Anggota Dewan Pengawas kedua yang datang adalah Artidjo Alkostar. Artidjo mengaku menerima sebagai Dewas karena menjadi panggilan republik.
"Ya panggilan republik ini, saya tidak boleh egoistis, mungkin kepentingan saya tapi kan kalau itu diperlukan kan negara perlu kita bantu, negara kita kan negara kita bersama," kata Artidjo.
Artidjo mengaku sudah dihubungi beberapa hari yang lalu.
"Anggota Dewas tergantung orangnya, kita profesional dan proporsional, proporsional itu penting menjaga keseimbangan supaya lembaga ini sehat dan bekerja baik, sesuai harapan bersama," ungkap Artidjo.
Selanjutnya ada Albertina Ho yang mengaku baru diberikan undangan sebagai Dewas pada hari ini.
"Ini kan perintah, baru dikasih undangan, sebelumnya belum tahu," kata Albertina.
Albertina mengaku tidak ada diskusi dengan Presiden Jokowi sebleumnya.
"Belum ada pertemuan dengan Presiden," tambah Albertina.
Sedangkan Harjono mengatakan bahwa ia akan mengerjakan tugasnya sebagai Dewas secara profesional.

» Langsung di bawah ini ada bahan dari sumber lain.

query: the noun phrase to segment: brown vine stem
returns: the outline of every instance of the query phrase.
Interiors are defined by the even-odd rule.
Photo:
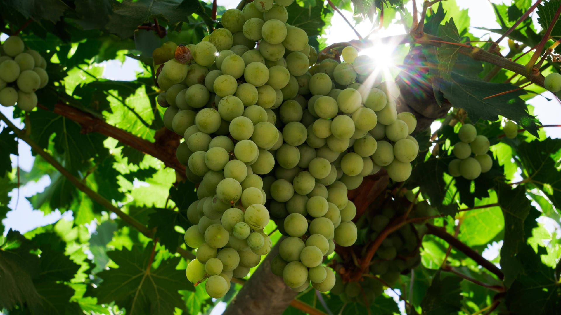
[[[21,25],[21,26],[19,29],[17,29],[17,30],[13,33],[13,35],[15,36],[19,34],[20,33],[21,33],[21,31],[24,30],[24,29],[27,27],[27,26],[31,24],[31,22],[33,22],[33,20],[31,18],[26,21],[25,23],[24,23],[24,24]]]
[[[536,62],[537,61],[537,58],[541,55],[541,50],[543,50],[544,47],[545,46],[545,43],[548,42],[548,40],[549,40],[549,35],[551,34],[551,30],[553,29],[553,26],[557,23],[560,14],[561,14],[561,5],[557,8],[555,15],[553,16],[553,18],[551,19],[551,22],[549,24],[549,26],[545,31],[545,34],[544,34],[544,37],[541,39],[540,44],[538,44],[537,47],[536,48],[536,51],[532,55],[532,58],[530,58],[530,61],[526,64],[526,71],[527,73],[530,73],[532,68],[536,64]]]
[[[348,24],[349,26],[351,26],[351,28],[352,29],[353,31],[354,31],[355,34],[356,34],[356,36],[358,38],[358,39],[362,40],[362,36],[360,36],[360,34],[358,34],[358,31],[356,30],[356,29],[355,28],[355,26],[353,26],[352,24],[351,24],[351,22],[349,22],[349,20],[347,20],[347,18],[345,17],[345,16],[343,15],[343,13],[341,12],[341,11],[339,11],[339,9],[338,9],[337,7],[335,7],[334,4],[333,4],[333,3],[331,2],[331,0],[327,0],[327,3],[329,4],[329,6],[331,7],[332,9],[333,9],[337,13],[338,13],[339,15],[341,16],[341,17],[342,17],[343,19],[345,20],[345,22],[347,22],[347,24]]]
[[[38,107],[48,110],[44,106],[39,105]],[[180,163],[175,157],[175,154],[173,154],[171,150],[165,150],[165,144],[160,145],[157,142],[150,142],[119,128],[110,125],[89,113],[82,112],[62,103],[55,104],[53,112],[56,114],[79,123],[82,126],[82,133],[98,132],[104,136],[111,137],[141,152],[154,156],[163,162],[165,166],[173,168],[180,173],[185,172],[185,166]],[[170,133],[172,133],[170,132]]]
[[[514,30],[514,29],[516,29],[516,27],[518,27],[518,26],[520,24],[522,23],[523,21],[526,20],[526,18],[527,18],[528,16],[530,16],[530,13],[534,12],[535,10],[536,10],[536,8],[537,7],[538,4],[541,3],[541,2],[542,0],[537,0],[537,1],[536,1],[536,3],[534,3],[531,7],[530,7],[530,8],[528,8],[526,11],[526,12],[525,12],[524,14],[523,14],[522,16],[520,17],[520,18],[518,18],[518,20],[516,22],[514,23],[512,26],[511,26],[511,28],[509,29],[508,30],[505,32],[505,33],[503,34],[503,35],[499,38],[499,39],[496,40],[496,41],[495,42],[495,44],[498,45],[499,43],[500,43],[501,40],[504,39],[504,38],[508,36],[508,34],[511,34],[512,32],[512,31]]]
[[[121,211],[121,209],[113,206],[113,203],[112,203],[110,201],[92,190],[90,187],[84,184],[80,180],[80,179],[75,177],[74,175],[68,171],[68,170],[61,165],[58,161],[55,160],[54,158],[45,151],[43,148],[36,143],[35,141],[29,137],[29,136],[26,135],[25,131],[21,130],[16,127],[15,125],[12,123],[12,122],[10,121],[10,119],[8,119],[1,113],[0,113],[0,120],[3,121],[8,127],[13,130],[13,132],[16,133],[16,135],[17,136],[18,138],[21,139],[29,145],[29,146],[31,147],[32,149],[36,152],[38,154],[40,155],[42,158],[44,159],[45,161],[48,162],[49,164],[53,165],[53,166],[63,176],[70,180],[70,182],[76,186],[77,188],[88,195],[88,196],[91,198],[92,200],[97,202],[102,206],[107,208],[108,210],[116,214],[121,220],[132,225],[146,237],[152,238],[153,231],[148,229],[148,228],[143,225],[138,221],[136,221],[136,219]]]
[[[500,280],[504,279],[504,275],[503,272],[497,266],[495,266],[489,261],[483,258],[479,253],[476,252],[469,246],[466,245],[453,235],[449,234],[445,230],[442,228],[435,226],[432,224],[427,223],[425,224],[428,229],[429,234],[433,234],[443,240],[446,241],[448,244],[451,244],[458,251],[462,252],[467,257],[473,260],[480,266],[485,268],[494,274]]]
[[[475,284],[482,286],[484,288],[486,288],[490,290],[493,290],[493,291],[496,291],[497,292],[504,292],[506,291],[507,289],[503,286],[502,285],[493,285],[481,282],[477,279],[475,279],[468,276],[466,276],[460,272],[459,271],[456,270],[453,267],[450,267],[449,266],[443,266],[441,268],[443,270],[445,271],[448,271],[449,272],[452,272],[454,275],[458,276],[458,277],[463,278],[466,280],[475,283]]]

"Ketentuan UU-nya jelas kita tidak bisa melewati ketentuan UU itu karena ketentuan UU kita laksanakan profesional karena mendapat kepercayaan baru dihubung itadi malam saya masih di Manado," ungkap Harjono.
Terakhir, Tumpak Hatorangan Panggabean datang ke Istana.
"Di hari yang lalu saya dipanggil tapi bukan oleh Presiden, alasan menerima dewas itu nanti kita bicara ya ini mau gladi," kata Tumpak bergegas.
Lima orang anggota Dewas KPK lainnya yang ditunjuk Presiden Jokowi adalah mantan pimpinan KPK jilid I Tumpak Hatorangan Panggabean, mantan Hakim Konstitusi Harjono, Wakil Ketua Pengadilan Tinggi Kupang, Nusa Tenggara Timur Albertina Ho, mantan Hakim Agung di Mahkamah Agung Artidjo Alkostar, peneliti Lembaga Ilmu Pengetahuan Indonesia (LIPI) Sjamsuddin Haris.
Tumpak Hatorangan Panggabean adalah mantan Wakil Ketua KPK periode 2003-2007 sekaligus mantan pelaksana tugas Ketua KPK 2009-2010.
Ia punya karir panjang di Kejaksaan Agung sejak 1973 mulai bertugas di Kajari Pangkalan Bun (1991-1993), Asintel Kejati Sulteng (1993-1994), Kajari Dili (1994-1995), Kasubdit Pengamanan Ideologi dan Politik Pada JAM Intelijen (1996-1997), Asintel Kejati DKI Jakarta (1997-1998), Wakajati Maluku (1998-1999), Kajati Maluku (1999-2000), Kajati Sulawesi Selatan (2000-2001), Sesjampidsus (2001-2003).
Harjono adalah mantan Hakim Mahkamah Konstitusi periode 2003-2008. Pada 2017 ia ditunjuk sebagai Ketua Dewan Kehormatan Penyelenggara Pemilihan Umum. Harjono juga merpakan ketua Panitia Seleksi hakim MK pengganti I Gede Palguna perwakilan pemerintah.
Albertina Ho dikenal sebagai ketua majelis hakim yang menyidangkan kasus suap pegawai pajak Gayus Tambunan di Pengadilan Negeri Jakarta Selatan. Ia dikenal gigih dan tegas dalam menyidangkan perkara. Saat ini Albertina Ho menjabat sebagai Wakil Ketua Pengadilan Tinggi Kupang.
Sedangkan Artidjo Alkostar adalah mantan Ketua Kamar Pidana Mahkamah Agung. Ia mendapat banyak sorotan atas keputusan memperberat vonis terdakwa kasus korupsi, Artidjo sudah pensiun pada Maret 2018.
Syamsuddin Haris adalah peneliti senior Pusat Penelitian Politik Lembaga Ilmu Pengetahuan Indonesia (LIPI). Syamsuddin adalah lulusan FISIP Universitas Nasional (S-1) dan FISIP UI (S-2 dan S-3) ini mengajar pada Program Pasca-Sarjana Ilmu Politik pada FISIP Unas,.